In Mexico, younger participants were more likely to report SHS exposure across all venues. Other statistically significant correlates of exposure varied across venues examined, with males slightly more likely to be exposed to SHS in bars and those who smoked most frequently reporting higher SHS exposure at their workplaces than non-daily smokers. The fact that SHS exposure did not differ by income or education is noteworthy and consistent with what was found in New Zealand (Edwards ). Nevertheless, the consistency of higher SHS exposure amongst younger participants suggests the importance of addressing this issue in this population not only to enhance compliance but also to ensure that norms regarding non-compliance do not spread to the next generation and propagate over time.

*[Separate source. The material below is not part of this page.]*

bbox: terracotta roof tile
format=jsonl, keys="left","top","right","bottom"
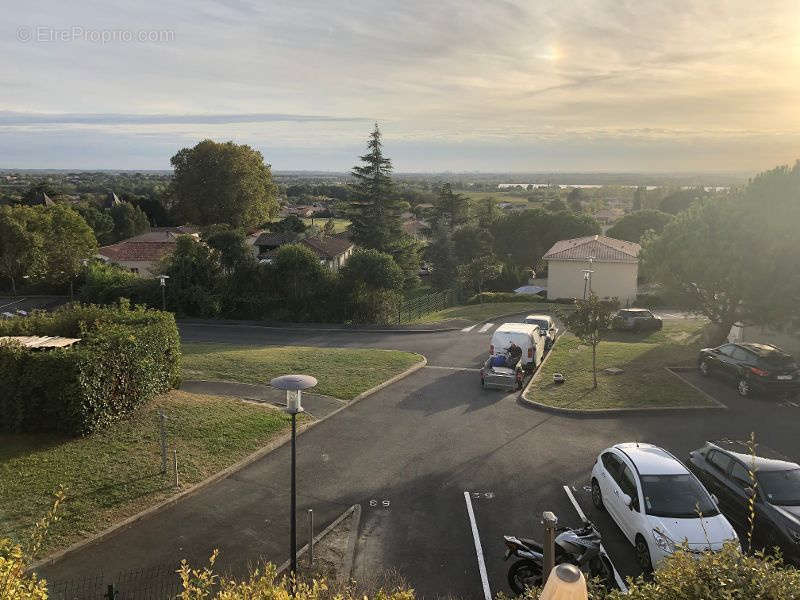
{"left": 543, "top": 235, "right": 640, "bottom": 263}
{"left": 98, "top": 241, "right": 176, "bottom": 262}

This study has a number of potential limitations. Smokers may under-report SHS exposures if they do not feel comfortable revealing law-breaking behaviour. To address this issue, our questions asked whether ‘anyone’ smoked inside at the last visit, not whether the participant smoked. Nevertheless, this may not have entirely overcome social desirability effects. Furthermore, we asked only about SHS at the last visit, and survey questions and air monitoring that involve longer time frames are likely to produce higher estimates of SHS exposure. On the other hand, smokers who break the law may selectively go to restaurants and bars where they know people will smoke, and which are not representative of these venues. Although we did not survey non-smokers to assess the extent of this bias, our results suggest a tendency for quitters to report somewhat lower levels of SHS exposure than heavy smokers, at least in Mexico; hence, we may have overestimated non-compliance. The extent of bias and lack of generalizability from smokers’ reports of SHS requires further research, including cross-validation studies using self-reports of non-smokers and more objective air monitoring measures. Whatever the self-report biases or issues with external validity, asking the same question at both waves allows for greater confidence regarding assessment of changes in SHS exposure over time.

Conclusions

This study provides the first population-based, prospective data on SHS exposure over the period after implementation of smoke-free policies in middle-income countries in Latin America. Beyond confirming that comprehensive smoke-free legislation is most effective for reducing SHS exposure, this study provides critical evidence regarding SHS in private workplaces that often elude surveillance efforts, suggesting difficulties in compliance there and in bars, even when legislation is comprehensive. New enforcement efforts are needed to enhance compliance and ensure the equitable impact of smoke-free policy, especially in the Latin American region, whereas of May 2012, 12 countries have adopted comprehensive smoke-free policies at the national level (Sebrié ).